Set up the Admin role

Users may be mapped to admin roles. Mapped admin-level users will have the same privileges as Spectrum admin-level users, but they will display as non-admin users with basic user role privileges.

You can edit the user privileges on the Security page in Management Console to display true privileges. Default admin share and user roles do not automatically apply under Spectrum SSO implementation. To apply and display user role permissions, you must set properties for any user that is mapped to the domain user group.

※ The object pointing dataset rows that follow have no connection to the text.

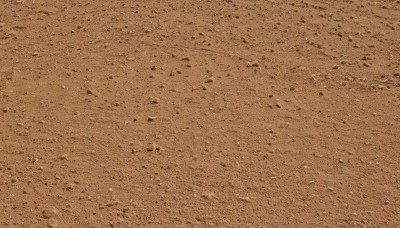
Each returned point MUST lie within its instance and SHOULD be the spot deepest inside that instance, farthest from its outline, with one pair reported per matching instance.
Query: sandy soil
(228, 113)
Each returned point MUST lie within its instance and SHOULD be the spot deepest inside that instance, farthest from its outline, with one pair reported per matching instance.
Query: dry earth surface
(176, 113)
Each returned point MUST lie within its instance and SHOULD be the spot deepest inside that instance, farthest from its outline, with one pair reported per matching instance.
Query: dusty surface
(266, 113)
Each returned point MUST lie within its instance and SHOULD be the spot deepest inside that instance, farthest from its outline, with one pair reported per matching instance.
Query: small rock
(53, 223)
(112, 203)
(208, 196)
(253, 64)
(63, 157)
(69, 186)
(381, 86)
(210, 80)
(350, 38)
(151, 118)
(152, 147)
(154, 100)
(244, 198)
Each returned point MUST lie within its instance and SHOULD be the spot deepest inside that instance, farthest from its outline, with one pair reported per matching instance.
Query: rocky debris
(243, 198)
(53, 223)
(208, 196)
(51, 213)
(253, 64)
(150, 118)
(154, 100)
(210, 80)
(153, 147)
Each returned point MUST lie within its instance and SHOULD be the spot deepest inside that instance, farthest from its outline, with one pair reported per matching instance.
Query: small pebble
(210, 80)
(53, 223)
(154, 100)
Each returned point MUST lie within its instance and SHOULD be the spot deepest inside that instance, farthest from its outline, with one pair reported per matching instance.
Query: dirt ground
(228, 113)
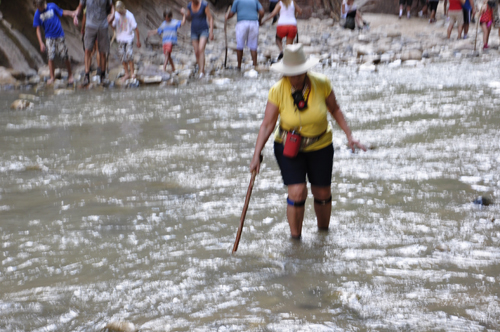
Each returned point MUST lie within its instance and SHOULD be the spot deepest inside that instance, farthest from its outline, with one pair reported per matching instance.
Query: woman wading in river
(303, 140)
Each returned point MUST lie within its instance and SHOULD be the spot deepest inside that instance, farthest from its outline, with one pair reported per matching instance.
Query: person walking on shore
(99, 14)
(272, 5)
(496, 15)
(433, 9)
(469, 11)
(249, 14)
(301, 99)
(456, 16)
(47, 16)
(202, 29)
(486, 21)
(168, 32)
(402, 4)
(287, 22)
(352, 16)
(125, 26)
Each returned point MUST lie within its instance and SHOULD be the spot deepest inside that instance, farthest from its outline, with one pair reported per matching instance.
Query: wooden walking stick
(245, 207)
(225, 35)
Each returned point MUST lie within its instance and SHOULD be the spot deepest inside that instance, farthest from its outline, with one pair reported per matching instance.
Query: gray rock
(20, 105)
(5, 77)
(411, 55)
(361, 49)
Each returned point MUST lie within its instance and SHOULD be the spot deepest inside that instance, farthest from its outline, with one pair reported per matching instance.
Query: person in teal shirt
(250, 13)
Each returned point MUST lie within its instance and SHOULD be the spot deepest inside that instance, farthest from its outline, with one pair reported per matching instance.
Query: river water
(123, 205)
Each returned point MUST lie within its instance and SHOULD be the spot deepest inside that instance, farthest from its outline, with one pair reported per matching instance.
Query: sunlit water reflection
(124, 205)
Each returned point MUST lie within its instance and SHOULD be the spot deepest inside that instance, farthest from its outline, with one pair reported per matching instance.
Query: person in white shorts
(250, 13)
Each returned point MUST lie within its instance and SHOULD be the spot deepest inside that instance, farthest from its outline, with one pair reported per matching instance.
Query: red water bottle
(292, 144)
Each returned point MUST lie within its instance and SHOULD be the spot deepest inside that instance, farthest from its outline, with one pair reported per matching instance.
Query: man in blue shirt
(47, 16)
(250, 13)
(469, 12)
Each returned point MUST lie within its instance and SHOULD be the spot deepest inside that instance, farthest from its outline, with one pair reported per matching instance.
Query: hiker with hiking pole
(249, 14)
(301, 99)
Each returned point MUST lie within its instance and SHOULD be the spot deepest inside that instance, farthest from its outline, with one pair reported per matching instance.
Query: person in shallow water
(303, 140)
(198, 13)
(48, 17)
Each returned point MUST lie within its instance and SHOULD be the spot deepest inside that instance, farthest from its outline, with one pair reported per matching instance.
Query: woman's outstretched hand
(353, 144)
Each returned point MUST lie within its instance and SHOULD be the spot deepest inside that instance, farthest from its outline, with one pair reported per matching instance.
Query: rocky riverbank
(389, 41)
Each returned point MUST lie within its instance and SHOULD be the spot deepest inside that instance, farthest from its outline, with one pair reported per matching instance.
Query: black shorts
(433, 5)
(272, 5)
(467, 15)
(317, 165)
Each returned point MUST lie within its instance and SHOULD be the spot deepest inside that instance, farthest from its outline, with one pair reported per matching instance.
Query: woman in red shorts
(287, 23)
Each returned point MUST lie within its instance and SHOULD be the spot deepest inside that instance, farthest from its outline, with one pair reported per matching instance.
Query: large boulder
(411, 55)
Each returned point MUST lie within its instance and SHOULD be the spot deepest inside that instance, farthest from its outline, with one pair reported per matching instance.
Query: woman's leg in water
(323, 208)
(199, 51)
(295, 214)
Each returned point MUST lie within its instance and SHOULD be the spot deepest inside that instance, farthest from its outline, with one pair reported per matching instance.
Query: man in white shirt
(125, 25)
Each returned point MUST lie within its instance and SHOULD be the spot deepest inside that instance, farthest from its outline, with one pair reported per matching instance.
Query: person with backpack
(249, 14)
(287, 23)
(99, 14)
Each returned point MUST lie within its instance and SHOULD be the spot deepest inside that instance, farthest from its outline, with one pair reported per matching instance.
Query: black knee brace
(325, 202)
(296, 204)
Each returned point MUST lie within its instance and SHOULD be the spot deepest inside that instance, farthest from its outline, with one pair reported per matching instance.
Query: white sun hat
(120, 7)
(294, 61)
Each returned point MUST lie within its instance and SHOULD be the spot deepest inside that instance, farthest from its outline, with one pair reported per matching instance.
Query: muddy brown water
(124, 205)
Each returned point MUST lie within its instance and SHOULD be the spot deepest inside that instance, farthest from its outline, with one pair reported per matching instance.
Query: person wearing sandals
(287, 23)
(125, 25)
(199, 13)
(352, 16)
(249, 14)
(301, 99)
(99, 14)
(486, 21)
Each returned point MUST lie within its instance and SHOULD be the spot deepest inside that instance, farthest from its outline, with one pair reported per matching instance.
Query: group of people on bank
(301, 99)
(100, 14)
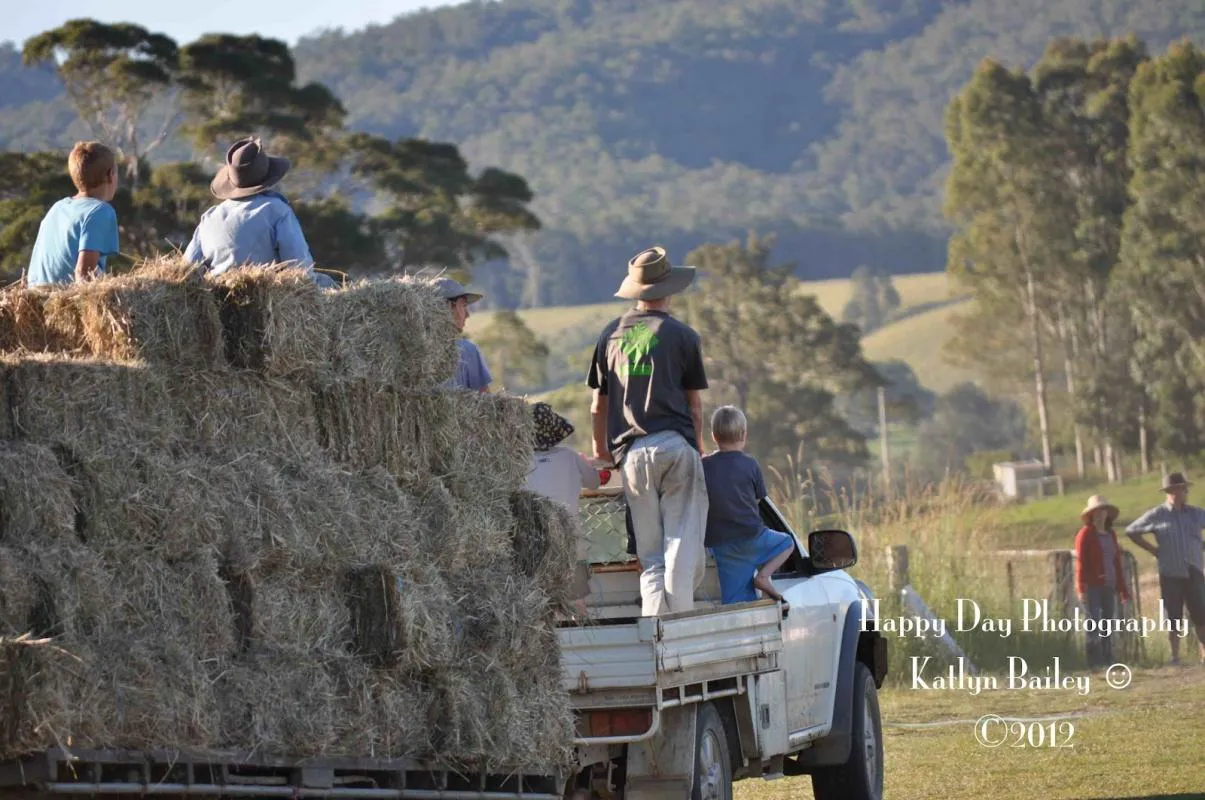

To establish system-wide access profiles, including that of Administrator ("Admin"):

  1. Go to spectrum-config-sso-sts.properties, located in SpectrumDirectory\..\server\conf\spring\security.
  2. Within spectrum-config-sso-sts.properties file, set the dynamic property to apply admin group permissions at Spectrum server startup: spectrum.security.authentication.idpserver.admin.role=rolename, where rolename is the group name for users who will inherit system-level admin permissions.
  3. Log in to the JMX console, and search for this property: com.pb.spectrum.platform.common.security.role:mappings=RoleMappings.
    This property manages the mapping of roles to all user groups.
  4. Define these parameters:
    1. In the addMapping section, in the value field, enter the SSO role value that you want to map to a Spectrum™ Technology Platform role.
    2. In the roleName field, enter the Spectrum™ Technology Platform role that you want to map to the LDAP attribute value.
    3. Click Invoke. Users who have the SSO role will now be granted the role you specified after they log in to Spectrum™ Technology Platform at least one time.
    4. To remove a mapping, enter the LDAP attribute you want to unmap in the value field in the removeMapping section.